Auspice testing data (get-data) #1558

Open jameshadfield opened 2 years ago

jameshadfield commented 2 years ago

Background

This repo doesn't contain any datasets beyond some very minimal examples to explain the dataset format. Instead we rely on the get-data script which downloads a slew of (nextstrain core) datasets. In times gone by, this was an accurate listing of all of our core datasets (and other sources didn't exist -- groups, community etc). This script is often run manually (e.g. npm run get-data) so you can have some data to play with, and heroku runs this during setup (npm run heroku-postbuild) which results in usable datasets in review apps.

Shortcomings

A lot of auspice's functionality cannot be tested with the data here and two PRs in the last couple of weeks have highlighted this: https://github.com/nextstrain/auspice/pull/1557 and https://github.com/nextstrain/auspice/pull/1552. This means the heroku-review apps are not useful, and people have to manually checkout the auspice branch and obtain an appropriate dataset for testing.

Proposal

We should make the get-data script obtain a useful set of testing datasets, preferably using timestamped datasets so we can ensure reproducibility. For PRs which need additional datasets to test, these should be added to the get-data script as part of the PR.

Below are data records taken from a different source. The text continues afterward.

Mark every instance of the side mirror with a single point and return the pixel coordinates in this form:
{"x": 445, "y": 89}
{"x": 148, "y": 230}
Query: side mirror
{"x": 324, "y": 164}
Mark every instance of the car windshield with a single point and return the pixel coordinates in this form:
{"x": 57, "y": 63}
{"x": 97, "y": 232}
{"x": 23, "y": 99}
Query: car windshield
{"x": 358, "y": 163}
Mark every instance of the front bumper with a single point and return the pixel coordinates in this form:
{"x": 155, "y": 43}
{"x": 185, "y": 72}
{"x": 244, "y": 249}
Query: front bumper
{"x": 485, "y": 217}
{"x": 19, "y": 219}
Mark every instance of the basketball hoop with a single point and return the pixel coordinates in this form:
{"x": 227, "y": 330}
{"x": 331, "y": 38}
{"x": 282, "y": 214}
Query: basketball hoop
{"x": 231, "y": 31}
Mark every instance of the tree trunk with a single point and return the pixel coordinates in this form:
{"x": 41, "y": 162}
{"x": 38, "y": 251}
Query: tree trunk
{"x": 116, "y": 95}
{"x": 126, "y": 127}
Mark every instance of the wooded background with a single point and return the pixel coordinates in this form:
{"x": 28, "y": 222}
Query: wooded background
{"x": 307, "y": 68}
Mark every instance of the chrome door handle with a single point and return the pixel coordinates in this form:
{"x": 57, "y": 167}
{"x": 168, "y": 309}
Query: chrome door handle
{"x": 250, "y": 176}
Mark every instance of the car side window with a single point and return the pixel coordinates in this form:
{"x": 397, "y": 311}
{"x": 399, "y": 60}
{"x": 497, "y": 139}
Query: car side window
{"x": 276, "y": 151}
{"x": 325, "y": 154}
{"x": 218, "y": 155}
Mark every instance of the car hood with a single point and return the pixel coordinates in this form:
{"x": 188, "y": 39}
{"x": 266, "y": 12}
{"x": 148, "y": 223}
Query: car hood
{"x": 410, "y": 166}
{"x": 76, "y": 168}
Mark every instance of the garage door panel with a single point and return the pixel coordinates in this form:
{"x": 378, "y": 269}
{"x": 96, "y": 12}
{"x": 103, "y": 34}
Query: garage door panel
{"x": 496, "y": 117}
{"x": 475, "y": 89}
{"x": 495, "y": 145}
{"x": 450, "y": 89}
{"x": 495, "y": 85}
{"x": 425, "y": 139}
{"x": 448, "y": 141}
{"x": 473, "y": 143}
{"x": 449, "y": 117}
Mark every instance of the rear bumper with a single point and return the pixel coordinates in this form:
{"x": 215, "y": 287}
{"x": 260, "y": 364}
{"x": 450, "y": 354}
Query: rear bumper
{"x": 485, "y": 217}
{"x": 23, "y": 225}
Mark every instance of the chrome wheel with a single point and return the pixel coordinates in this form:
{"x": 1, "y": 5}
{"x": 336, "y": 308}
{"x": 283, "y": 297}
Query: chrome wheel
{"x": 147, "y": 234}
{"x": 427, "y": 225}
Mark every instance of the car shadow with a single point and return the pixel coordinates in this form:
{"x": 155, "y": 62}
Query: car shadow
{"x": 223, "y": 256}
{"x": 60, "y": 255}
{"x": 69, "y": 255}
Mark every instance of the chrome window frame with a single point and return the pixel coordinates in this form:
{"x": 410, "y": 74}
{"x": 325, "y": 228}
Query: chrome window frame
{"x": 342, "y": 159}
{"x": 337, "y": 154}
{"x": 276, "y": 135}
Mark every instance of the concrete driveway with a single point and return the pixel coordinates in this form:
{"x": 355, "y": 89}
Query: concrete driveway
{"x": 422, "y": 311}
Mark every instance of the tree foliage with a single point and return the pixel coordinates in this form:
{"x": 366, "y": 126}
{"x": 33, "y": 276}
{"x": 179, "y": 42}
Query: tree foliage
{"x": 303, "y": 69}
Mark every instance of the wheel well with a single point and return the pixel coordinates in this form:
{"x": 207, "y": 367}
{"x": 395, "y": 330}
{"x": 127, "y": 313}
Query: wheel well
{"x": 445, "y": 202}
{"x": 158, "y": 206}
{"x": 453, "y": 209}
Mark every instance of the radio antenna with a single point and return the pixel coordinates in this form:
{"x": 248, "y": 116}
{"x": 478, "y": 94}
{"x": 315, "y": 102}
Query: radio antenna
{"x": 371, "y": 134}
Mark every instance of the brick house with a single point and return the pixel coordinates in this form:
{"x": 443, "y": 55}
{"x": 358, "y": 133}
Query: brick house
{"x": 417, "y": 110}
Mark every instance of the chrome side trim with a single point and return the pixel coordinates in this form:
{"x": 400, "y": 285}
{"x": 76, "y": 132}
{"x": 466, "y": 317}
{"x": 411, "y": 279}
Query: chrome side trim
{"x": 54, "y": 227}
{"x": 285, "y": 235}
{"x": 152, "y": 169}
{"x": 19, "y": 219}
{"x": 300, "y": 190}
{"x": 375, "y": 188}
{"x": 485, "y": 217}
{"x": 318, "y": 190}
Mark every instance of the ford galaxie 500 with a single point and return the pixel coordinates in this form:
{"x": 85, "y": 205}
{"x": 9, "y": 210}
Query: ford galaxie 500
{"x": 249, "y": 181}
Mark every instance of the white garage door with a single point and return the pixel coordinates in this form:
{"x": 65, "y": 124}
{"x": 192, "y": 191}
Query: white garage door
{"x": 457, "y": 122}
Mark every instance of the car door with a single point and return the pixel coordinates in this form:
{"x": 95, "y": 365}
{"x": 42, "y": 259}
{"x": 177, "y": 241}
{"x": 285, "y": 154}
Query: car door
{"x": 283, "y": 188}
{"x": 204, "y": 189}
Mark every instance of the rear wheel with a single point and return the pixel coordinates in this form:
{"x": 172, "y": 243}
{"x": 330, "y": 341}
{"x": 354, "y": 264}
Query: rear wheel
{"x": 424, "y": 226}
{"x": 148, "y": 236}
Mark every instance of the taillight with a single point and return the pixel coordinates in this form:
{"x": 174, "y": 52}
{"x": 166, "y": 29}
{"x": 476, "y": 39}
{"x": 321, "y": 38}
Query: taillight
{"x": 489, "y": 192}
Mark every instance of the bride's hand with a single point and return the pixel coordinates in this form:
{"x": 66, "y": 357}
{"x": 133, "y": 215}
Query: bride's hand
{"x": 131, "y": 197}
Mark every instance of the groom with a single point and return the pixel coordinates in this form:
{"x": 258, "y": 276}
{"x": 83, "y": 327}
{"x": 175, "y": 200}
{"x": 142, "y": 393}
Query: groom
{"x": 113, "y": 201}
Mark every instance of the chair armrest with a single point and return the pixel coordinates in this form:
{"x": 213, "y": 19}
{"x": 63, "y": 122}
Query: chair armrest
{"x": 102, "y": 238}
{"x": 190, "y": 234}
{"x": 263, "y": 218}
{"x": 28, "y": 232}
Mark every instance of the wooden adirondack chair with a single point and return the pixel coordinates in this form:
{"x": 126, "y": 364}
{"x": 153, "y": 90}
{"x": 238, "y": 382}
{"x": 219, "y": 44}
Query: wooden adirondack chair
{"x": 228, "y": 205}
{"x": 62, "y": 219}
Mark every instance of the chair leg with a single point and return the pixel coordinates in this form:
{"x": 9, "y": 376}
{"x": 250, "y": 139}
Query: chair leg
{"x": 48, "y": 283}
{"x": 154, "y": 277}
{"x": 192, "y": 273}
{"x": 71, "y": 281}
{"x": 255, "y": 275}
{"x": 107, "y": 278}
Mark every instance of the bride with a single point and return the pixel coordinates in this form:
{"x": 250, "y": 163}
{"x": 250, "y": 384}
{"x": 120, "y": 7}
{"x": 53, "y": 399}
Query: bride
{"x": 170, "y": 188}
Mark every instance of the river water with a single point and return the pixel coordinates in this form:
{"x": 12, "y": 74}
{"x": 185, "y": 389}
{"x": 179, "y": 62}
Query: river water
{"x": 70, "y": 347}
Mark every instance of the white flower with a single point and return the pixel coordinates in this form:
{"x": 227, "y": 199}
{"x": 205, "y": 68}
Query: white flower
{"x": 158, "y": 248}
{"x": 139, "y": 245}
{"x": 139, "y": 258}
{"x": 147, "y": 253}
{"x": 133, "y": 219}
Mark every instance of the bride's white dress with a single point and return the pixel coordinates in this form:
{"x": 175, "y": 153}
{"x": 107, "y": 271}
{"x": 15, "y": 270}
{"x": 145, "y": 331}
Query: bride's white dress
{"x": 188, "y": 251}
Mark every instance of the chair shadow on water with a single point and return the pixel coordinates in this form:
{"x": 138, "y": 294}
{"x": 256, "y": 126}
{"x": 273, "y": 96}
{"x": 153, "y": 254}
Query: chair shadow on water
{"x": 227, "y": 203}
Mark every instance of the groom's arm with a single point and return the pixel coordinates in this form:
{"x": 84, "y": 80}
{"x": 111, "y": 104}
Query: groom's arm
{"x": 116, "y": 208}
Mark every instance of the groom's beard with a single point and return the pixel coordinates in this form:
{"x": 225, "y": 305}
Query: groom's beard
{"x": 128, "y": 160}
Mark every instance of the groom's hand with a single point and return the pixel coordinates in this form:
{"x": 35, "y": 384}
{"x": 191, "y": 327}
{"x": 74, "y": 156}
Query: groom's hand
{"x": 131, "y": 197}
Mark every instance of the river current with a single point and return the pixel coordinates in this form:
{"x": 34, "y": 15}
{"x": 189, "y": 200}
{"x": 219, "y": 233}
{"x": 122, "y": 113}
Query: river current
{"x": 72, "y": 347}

victorlin commented 2 years ago

Note that the PR review apps allow us to test on live nextstrain.org data

jameshadfield commented 2 years ago

Note that the PR review apps allow us to test on live nextstrain.org data

That's true (and a big positive) but it doesn't help with local development and, some time in the future, actual tests within auspice.

I'll take a crack at this issue today - it seems simple on the surface!